Gold and platinum set historic highs in choppy trade on Thursday, with strong oil prices, a struggling dollar and supply worries boosting investor interest.

Silver hit a 27-year high above $18 an ounce, a spike of 22 percent this year, while palladium jumped more than 9 percent to a 6-1/2-year high before paring gains.

The outlook for gold remains positive given the expectations for continued dollar weakness, further Fed rate cuts and inflationary and macroeconomic concerns, Suki Cooper, precious metals analyst at Barclays Capital, said.

Although speculative length remains elevated, we would expect further safe-haven buying to buoy prices, she said.

Spot gold hit a high of $948.60 an ounce and was quoted at $944.70/945.50 at 10:05 a.m. EST, against $934.80/935.60 late in New York on Wednesday.

Oil prices fell, but traded not far from this week's record highs above $100 a barrel.

Gold is generally seen as a hedge against oil-led inflation. It often moves in the opposite direction of the dollar, as a weaker currency makes gold cheaper for other currency holders.

The dollar slipped, weighed down by minutes from the Federal Reserve's January policy meeting, which affirmed expectations of further U.S. interest rate cuts.

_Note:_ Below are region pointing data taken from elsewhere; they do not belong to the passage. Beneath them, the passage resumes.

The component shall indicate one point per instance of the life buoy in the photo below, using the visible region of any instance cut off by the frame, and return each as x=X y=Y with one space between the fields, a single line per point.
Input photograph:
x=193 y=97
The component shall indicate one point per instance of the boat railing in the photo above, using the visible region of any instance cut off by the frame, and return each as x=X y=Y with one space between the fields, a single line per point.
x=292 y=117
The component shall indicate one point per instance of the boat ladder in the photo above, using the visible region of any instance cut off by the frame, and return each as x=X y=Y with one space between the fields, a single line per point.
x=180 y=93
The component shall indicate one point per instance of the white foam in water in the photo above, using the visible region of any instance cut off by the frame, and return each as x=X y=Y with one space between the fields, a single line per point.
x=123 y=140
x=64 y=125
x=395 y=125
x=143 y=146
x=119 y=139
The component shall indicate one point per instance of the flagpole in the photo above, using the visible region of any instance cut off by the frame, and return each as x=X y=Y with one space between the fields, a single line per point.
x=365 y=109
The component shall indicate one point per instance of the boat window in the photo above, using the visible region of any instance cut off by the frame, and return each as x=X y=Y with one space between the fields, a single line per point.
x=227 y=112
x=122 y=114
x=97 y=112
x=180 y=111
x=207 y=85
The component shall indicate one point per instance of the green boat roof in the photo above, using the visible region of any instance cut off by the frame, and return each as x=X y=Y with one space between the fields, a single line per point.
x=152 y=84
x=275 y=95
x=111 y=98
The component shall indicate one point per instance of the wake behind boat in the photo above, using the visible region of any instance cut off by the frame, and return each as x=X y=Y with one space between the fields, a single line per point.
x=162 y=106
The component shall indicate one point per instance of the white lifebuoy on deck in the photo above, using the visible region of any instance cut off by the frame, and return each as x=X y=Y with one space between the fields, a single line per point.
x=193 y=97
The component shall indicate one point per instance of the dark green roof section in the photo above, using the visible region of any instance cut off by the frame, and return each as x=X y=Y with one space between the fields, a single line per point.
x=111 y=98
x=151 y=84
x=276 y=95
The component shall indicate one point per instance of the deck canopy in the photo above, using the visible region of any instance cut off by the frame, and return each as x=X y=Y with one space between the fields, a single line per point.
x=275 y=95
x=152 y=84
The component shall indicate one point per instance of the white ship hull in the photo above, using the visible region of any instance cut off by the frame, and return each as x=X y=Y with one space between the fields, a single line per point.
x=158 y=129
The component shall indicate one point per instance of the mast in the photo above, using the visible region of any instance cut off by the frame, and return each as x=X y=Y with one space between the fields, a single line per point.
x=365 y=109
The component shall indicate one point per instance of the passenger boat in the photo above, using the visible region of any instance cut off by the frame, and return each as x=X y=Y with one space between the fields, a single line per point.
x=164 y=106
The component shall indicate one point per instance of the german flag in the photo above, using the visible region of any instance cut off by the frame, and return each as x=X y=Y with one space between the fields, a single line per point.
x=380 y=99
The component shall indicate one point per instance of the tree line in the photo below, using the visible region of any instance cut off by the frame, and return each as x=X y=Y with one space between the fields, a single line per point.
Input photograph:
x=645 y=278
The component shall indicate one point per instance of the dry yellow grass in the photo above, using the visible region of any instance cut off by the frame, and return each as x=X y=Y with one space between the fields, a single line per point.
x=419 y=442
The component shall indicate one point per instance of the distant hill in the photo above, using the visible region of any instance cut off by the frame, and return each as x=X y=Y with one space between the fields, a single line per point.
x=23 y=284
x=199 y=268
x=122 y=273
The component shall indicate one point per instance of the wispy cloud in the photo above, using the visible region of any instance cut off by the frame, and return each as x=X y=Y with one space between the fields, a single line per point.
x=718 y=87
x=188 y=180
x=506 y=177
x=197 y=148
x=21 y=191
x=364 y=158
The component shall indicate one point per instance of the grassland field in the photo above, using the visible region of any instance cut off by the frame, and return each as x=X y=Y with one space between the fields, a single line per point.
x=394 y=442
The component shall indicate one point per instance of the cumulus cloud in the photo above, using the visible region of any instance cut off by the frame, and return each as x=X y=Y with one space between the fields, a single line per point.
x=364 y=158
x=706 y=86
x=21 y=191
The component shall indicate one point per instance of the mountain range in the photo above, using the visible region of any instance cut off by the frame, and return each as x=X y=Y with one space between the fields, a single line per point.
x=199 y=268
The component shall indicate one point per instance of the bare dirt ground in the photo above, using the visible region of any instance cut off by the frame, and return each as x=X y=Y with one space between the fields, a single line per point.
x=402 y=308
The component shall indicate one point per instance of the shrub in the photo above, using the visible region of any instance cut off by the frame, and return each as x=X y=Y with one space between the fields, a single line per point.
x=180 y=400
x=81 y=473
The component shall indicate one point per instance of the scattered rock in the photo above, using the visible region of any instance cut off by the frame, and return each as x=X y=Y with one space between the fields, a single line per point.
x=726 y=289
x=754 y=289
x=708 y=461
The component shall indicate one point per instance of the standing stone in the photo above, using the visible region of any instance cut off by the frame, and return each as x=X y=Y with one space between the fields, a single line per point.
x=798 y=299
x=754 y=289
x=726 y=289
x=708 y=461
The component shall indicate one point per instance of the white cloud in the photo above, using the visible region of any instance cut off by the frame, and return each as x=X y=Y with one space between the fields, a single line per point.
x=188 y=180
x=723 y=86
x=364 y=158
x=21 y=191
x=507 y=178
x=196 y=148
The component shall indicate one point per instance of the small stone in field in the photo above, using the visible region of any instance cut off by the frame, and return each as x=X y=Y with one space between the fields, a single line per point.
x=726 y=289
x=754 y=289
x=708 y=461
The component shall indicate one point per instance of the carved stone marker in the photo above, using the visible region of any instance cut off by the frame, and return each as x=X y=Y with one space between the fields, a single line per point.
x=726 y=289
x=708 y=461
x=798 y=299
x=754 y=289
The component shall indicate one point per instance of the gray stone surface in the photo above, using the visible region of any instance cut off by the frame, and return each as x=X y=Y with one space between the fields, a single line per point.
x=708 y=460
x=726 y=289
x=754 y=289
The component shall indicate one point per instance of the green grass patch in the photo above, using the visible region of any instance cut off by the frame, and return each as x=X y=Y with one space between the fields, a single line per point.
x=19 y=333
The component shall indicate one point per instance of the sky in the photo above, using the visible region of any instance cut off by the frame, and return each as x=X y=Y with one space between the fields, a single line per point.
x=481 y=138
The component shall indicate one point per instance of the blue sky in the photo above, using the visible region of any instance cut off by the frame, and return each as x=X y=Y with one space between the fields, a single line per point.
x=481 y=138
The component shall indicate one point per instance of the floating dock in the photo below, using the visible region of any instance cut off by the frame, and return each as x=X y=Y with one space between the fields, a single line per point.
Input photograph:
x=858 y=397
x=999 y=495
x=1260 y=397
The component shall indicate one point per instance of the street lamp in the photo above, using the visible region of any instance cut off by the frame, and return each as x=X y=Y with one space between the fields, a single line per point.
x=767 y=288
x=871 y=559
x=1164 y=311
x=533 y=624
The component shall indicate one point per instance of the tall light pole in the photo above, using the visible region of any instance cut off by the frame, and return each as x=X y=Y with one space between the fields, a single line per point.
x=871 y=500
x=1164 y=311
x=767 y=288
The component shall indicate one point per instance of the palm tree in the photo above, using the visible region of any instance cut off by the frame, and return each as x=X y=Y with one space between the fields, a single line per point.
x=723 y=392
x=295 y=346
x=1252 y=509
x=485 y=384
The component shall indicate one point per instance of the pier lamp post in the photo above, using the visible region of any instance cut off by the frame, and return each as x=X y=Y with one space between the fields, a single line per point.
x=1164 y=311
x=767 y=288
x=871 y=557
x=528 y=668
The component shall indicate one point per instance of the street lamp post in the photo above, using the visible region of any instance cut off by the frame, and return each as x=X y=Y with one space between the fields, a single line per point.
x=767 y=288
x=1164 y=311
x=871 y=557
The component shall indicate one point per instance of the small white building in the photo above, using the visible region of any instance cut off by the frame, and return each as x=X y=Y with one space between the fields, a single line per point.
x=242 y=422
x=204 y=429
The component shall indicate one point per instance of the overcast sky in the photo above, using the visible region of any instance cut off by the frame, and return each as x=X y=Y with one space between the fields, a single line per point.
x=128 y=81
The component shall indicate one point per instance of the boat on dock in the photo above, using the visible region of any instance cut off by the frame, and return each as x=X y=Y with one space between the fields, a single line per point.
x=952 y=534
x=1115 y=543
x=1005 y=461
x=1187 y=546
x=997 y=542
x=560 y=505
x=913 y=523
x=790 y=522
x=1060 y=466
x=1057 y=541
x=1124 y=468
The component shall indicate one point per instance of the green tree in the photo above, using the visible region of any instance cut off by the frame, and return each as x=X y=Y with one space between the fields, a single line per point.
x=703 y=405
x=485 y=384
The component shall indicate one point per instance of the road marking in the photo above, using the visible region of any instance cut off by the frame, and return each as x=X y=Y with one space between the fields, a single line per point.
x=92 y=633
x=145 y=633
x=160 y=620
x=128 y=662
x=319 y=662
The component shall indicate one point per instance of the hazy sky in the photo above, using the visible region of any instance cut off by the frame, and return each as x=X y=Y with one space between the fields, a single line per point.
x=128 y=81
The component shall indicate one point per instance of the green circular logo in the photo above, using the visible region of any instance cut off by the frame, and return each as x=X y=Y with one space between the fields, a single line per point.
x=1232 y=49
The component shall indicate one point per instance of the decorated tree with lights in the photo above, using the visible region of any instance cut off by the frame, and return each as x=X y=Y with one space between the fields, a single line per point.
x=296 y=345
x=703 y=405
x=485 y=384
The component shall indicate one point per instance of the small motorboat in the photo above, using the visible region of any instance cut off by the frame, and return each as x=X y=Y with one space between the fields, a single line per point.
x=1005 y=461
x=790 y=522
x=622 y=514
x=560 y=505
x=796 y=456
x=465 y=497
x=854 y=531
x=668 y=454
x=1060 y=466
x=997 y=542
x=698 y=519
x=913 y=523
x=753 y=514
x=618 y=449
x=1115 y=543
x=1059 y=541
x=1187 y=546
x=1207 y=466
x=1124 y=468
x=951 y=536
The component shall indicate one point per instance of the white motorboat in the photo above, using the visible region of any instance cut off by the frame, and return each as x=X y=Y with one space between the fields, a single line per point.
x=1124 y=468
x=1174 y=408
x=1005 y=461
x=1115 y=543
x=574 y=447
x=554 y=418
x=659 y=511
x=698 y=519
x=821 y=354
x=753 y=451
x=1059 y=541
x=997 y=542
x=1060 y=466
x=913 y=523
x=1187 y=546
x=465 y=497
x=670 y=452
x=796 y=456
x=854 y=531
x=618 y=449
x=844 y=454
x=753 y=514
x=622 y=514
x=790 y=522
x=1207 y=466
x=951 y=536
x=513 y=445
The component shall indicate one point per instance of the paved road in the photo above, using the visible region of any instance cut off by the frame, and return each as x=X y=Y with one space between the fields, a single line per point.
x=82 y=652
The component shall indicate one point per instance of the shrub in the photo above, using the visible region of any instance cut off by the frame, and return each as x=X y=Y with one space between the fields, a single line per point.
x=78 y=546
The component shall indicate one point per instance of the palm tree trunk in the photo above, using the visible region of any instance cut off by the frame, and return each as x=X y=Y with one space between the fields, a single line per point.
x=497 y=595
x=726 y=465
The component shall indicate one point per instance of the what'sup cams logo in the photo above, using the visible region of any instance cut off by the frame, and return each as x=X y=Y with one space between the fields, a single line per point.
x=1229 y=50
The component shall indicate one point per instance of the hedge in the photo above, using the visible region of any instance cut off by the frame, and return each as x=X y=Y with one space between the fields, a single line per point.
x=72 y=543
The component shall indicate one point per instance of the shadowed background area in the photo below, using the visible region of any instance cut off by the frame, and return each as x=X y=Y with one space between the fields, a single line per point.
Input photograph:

Markets have priced in the risk of another half percentage point rate cut at the Fed's March meeting, which would further erode the dollar's appeal to global investors.

At the moment, it appears to be investor demand which is the real driving force behind it. And that is influenced by things such as a weak dollar, risk aversion and inflationary fears, said Daniel Hynes, metals strategist at Merrill Lynch.

There is a real possibility of a spike above $1,000 an ounce, although I am not convinced at this stage about its longevity above that price, he said referring to gold prices.

U.S. gold futures hit a record high, with the April contract rising to $952.40 an ounce before falling to $948.


Analysts said there were several reasons to be bullish.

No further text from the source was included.